Wilhelmine Canz – die Gründerin der Großheppacher Schwesternschaft

27. Februar 1815 Friederike Wilhelmina Gottliebin Canz wird in Hornberg im Schwarzwald geboren.

1824 Nach dem frühen Tod des Vaters zieht Wilhelmine mit ihrer Mutter und ihrem älteren Bruder Karl in die Universitätsstadt Tübingen. Karl studiert dort Theologie.

1839–1844 Wilhelmine Canz und ihre Mutter folgen dem Bruder Karl nach Buchenberg im Schwarzwald, wo er seine erste Pfarrstelle antritt. Durch die Nähe zu Königsfeld lernt Wilhelmine die täglichen Losungen der Herrnhuter Brüdergemeine kennen.

1844 Karl Canz wird Pfarrer in Bischoffingen im Kaiserstuhl. Schwester und Mutter folgen ihm.

1848 Wilhelmine Canz lebt mit ihrer Mutter bei ihrem Bruder im Pfarrhaus von Bischoffingen.

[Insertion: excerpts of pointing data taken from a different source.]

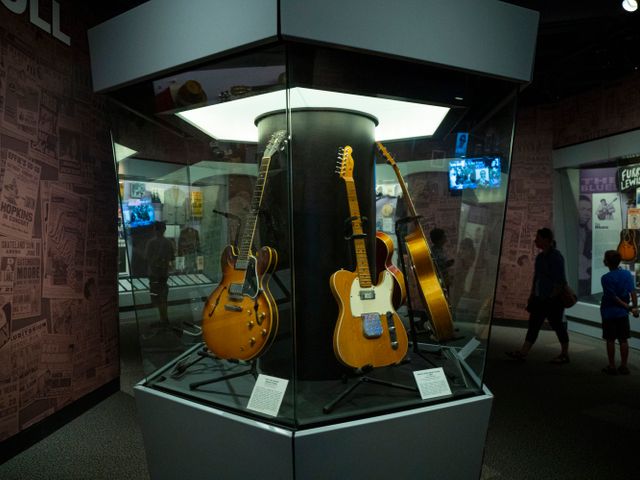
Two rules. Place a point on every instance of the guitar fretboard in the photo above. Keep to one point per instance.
(251, 219)
(359, 244)
(411, 209)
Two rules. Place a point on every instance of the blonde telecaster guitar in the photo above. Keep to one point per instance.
(368, 332)
(431, 292)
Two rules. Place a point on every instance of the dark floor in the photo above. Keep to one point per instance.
(548, 422)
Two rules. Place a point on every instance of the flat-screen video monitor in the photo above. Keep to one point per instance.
(137, 213)
(476, 172)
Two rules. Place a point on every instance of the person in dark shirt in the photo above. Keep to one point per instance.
(618, 289)
(159, 255)
(544, 302)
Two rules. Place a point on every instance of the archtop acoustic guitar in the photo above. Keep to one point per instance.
(430, 288)
(240, 317)
(368, 332)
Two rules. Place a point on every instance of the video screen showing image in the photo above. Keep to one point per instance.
(137, 213)
(479, 172)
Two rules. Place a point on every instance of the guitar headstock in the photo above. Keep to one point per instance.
(385, 153)
(344, 166)
(276, 140)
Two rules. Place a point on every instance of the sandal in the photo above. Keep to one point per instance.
(560, 359)
(516, 355)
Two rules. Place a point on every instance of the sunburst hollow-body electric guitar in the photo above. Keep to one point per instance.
(431, 292)
(240, 317)
(368, 332)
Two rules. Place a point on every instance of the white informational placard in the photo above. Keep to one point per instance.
(267, 395)
(468, 348)
(432, 383)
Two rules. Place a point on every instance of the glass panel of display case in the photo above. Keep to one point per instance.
(215, 319)
(340, 231)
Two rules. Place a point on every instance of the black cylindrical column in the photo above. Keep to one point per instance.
(318, 220)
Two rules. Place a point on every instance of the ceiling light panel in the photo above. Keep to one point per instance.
(235, 120)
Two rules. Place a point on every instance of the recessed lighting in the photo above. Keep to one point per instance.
(235, 120)
(121, 152)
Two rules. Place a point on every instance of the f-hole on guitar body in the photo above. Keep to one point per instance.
(240, 317)
(430, 289)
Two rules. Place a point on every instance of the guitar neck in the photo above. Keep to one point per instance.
(251, 219)
(360, 247)
(411, 209)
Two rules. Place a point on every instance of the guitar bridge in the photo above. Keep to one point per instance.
(371, 325)
(236, 289)
(392, 331)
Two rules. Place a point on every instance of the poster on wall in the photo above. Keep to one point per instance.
(19, 196)
(27, 292)
(592, 181)
(65, 247)
(607, 222)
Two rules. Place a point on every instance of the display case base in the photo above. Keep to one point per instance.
(184, 439)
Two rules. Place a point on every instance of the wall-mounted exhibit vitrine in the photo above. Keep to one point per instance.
(348, 205)
(596, 209)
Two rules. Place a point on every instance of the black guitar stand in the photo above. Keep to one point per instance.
(252, 370)
(402, 249)
(328, 408)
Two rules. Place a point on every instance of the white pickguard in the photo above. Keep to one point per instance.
(380, 304)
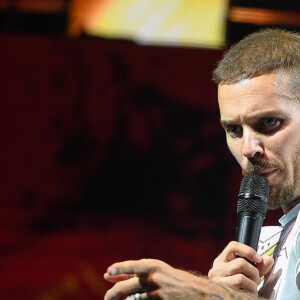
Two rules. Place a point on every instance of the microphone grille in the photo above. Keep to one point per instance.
(255, 185)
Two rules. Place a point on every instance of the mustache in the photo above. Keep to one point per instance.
(256, 164)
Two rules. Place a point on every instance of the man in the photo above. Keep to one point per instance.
(259, 99)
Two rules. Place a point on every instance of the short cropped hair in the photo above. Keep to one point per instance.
(262, 52)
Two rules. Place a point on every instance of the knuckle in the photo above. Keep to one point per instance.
(232, 245)
(241, 263)
(239, 279)
(118, 289)
(211, 273)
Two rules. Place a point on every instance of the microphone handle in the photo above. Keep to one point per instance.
(249, 227)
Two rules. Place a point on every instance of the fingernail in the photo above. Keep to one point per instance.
(257, 257)
(114, 272)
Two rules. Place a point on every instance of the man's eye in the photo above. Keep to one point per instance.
(234, 130)
(270, 121)
(270, 125)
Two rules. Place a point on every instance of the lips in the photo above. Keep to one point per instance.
(267, 172)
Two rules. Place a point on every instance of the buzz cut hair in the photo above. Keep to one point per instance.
(263, 52)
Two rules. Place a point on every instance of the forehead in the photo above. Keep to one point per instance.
(250, 97)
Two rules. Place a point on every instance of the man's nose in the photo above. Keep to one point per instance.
(252, 146)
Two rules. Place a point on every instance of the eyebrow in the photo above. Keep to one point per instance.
(259, 115)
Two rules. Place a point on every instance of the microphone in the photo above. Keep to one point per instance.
(252, 207)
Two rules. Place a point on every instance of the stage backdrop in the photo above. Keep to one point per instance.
(109, 151)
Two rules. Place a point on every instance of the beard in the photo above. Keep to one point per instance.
(284, 194)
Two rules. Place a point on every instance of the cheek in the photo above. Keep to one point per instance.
(235, 150)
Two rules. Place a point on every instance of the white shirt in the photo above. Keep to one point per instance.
(283, 243)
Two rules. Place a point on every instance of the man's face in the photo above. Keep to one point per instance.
(263, 133)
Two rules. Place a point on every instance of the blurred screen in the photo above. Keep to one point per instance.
(163, 22)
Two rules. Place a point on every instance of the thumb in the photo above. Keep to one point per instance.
(265, 265)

Zusammen mit einer Kinderschwester aus Nonnenweier gründet sie eine Kinderschule.

1850 Tod der Mutter.

1854 Der plötzliche Tod von Pfarrer Karl Canz zwingt Wilhelmine Canz, ihr Leben neu zu ordnen.

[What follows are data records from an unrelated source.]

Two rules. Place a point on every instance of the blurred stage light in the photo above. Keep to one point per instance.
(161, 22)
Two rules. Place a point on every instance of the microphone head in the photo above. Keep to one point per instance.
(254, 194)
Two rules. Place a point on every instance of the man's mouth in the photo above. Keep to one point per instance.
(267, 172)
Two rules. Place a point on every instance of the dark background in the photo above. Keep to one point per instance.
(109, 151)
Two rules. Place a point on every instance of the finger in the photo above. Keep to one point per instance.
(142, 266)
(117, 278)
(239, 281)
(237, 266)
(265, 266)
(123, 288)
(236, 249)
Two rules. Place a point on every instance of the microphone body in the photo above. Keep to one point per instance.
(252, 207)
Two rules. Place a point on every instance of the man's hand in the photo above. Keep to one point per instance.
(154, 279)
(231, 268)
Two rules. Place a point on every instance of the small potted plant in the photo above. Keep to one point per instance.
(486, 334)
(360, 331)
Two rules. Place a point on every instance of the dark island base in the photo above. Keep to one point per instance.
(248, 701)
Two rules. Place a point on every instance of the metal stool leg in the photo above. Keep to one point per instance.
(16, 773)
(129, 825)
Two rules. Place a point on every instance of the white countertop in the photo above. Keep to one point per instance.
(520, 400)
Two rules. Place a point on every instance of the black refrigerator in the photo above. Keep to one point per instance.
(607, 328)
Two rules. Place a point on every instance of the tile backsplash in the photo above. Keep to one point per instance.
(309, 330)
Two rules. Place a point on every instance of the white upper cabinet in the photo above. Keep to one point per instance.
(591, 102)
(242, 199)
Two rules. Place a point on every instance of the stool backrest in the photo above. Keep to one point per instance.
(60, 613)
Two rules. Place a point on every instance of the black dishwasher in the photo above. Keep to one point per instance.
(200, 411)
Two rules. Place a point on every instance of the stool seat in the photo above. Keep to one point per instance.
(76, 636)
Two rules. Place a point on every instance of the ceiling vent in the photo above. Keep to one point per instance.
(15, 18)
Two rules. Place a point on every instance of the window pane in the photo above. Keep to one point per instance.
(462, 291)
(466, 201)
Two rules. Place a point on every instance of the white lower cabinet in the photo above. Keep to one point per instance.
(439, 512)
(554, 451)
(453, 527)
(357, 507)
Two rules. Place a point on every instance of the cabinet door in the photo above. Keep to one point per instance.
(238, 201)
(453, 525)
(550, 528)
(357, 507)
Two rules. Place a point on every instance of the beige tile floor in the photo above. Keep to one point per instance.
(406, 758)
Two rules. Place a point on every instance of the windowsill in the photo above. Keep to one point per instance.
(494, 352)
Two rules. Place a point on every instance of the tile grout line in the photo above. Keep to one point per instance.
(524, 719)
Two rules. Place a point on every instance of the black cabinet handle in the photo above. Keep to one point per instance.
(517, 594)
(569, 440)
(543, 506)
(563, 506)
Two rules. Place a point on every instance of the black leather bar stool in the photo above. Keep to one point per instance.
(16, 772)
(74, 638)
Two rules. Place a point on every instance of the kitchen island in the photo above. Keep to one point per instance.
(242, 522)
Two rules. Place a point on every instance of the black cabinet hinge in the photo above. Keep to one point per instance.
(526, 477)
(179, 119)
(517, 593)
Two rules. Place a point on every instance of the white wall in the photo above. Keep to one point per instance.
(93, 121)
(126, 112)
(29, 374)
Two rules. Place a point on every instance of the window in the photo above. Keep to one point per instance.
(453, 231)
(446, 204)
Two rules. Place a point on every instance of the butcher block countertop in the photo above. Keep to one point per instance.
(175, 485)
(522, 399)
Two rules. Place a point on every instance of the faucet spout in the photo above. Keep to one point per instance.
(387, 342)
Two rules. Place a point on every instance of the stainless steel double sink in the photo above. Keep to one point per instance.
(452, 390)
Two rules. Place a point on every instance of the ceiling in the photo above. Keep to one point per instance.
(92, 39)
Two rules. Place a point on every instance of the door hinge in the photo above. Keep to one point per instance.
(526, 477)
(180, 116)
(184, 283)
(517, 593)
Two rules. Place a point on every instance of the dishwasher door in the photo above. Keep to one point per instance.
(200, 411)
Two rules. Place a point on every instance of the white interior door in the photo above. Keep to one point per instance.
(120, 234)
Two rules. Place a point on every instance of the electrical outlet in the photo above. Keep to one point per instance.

1855 Im Oktober 1855 ziehen Wilhelmine Canz und ihre Nichte Amalie Rhode nach Großheppach.

1856 Am 3. Mai kommen Therese Leyerle und Lotte Egner als erste Lernschwestern in die Bildungsanstalt für Kleinkinderpflegerinnen.

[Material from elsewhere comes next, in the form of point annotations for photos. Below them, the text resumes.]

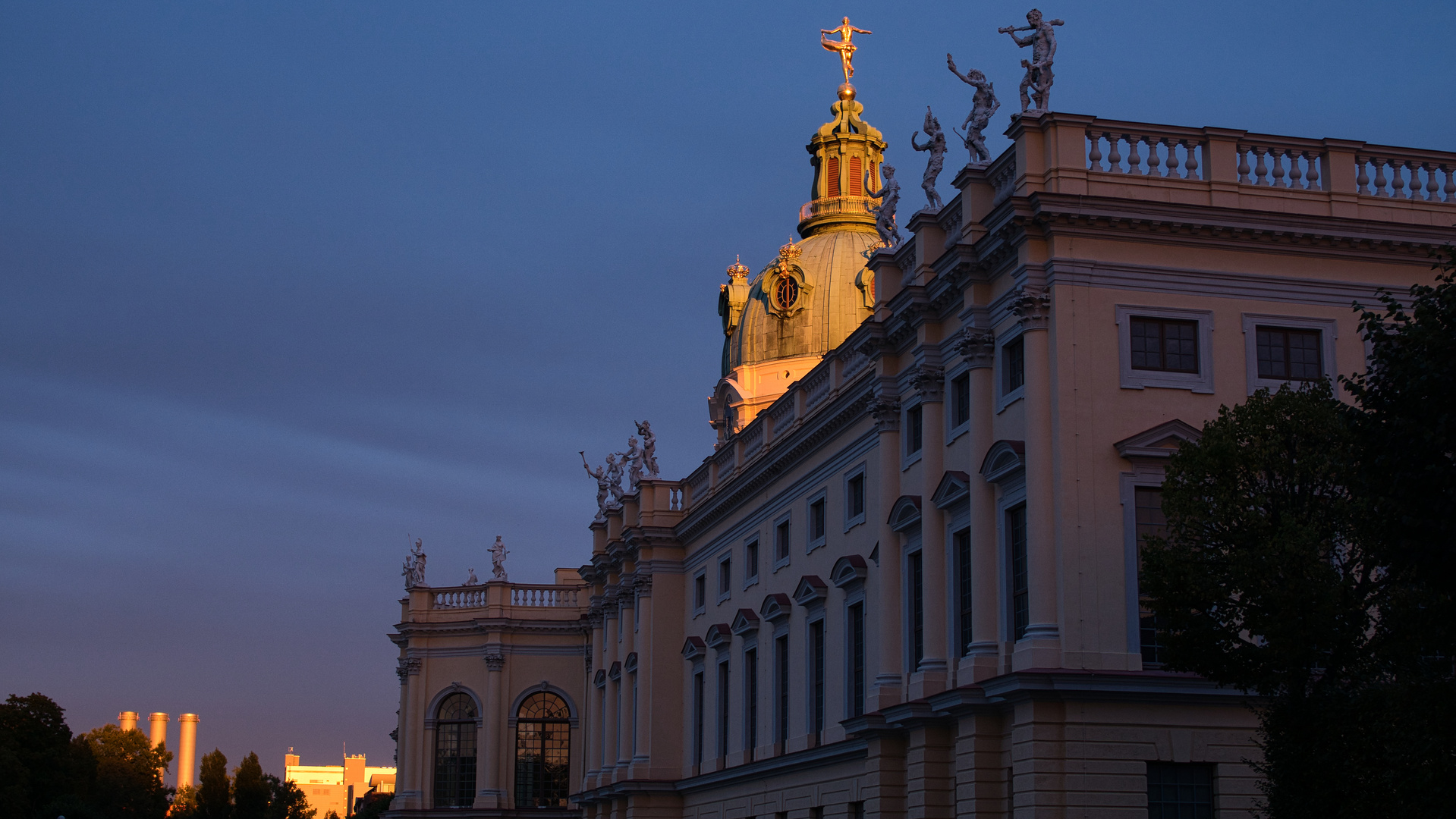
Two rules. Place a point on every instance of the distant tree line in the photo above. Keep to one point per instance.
(1311, 559)
(117, 774)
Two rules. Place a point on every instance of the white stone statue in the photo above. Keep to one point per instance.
(648, 447)
(603, 486)
(983, 105)
(632, 459)
(414, 570)
(935, 143)
(888, 196)
(497, 560)
(615, 479)
(1042, 42)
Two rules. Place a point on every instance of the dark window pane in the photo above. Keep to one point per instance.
(1020, 578)
(1180, 790)
(1014, 366)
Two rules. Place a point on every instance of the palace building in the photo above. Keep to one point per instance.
(904, 582)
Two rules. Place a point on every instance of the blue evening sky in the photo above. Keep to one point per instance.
(283, 284)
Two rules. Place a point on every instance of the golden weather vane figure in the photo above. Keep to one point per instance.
(844, 46)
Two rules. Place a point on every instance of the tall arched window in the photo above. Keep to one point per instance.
(542, 751)
(454, 752)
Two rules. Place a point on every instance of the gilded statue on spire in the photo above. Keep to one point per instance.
(844, 46)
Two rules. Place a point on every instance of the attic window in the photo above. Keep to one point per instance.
(785, 293)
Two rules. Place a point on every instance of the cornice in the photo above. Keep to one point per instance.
(847, 408)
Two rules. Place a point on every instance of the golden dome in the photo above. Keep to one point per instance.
(827, 300)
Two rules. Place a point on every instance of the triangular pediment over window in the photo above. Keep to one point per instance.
(1158, 443)
(849, 570)
(954, 486)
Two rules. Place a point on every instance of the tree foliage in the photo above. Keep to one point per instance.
(1311, 559)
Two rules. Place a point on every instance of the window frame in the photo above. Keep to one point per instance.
(1329, 335)
(1008, 396)
(1131, 378)
(725, 576)
(822, 500)
(782, 540)
(700, 592)
(851, 518)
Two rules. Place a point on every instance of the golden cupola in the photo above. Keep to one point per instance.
(781, 322)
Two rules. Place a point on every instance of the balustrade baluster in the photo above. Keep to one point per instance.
(1277, 171)
(1191, 163)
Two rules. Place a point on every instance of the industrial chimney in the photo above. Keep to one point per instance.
(187, 749)
(159, 728)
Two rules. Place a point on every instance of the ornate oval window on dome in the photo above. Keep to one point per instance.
(785, 293)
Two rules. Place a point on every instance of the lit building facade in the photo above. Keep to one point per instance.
(904, 582)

1863 Das große ehemalige Gasthaus Löwen, Gemüse- und Baumgarten samt Hof mit Brunnen wurde erkauft für 5600 fl (Gulden).

1870 10. April: Besuch von Königin Olga 1881 Verleihung der juristischen Persönlichkeit an die Bildungsanstalt für Kleinkinderpflegerinnen in Großheppach.

1901 Wilhelmine Canz stirbt am 15. Januar.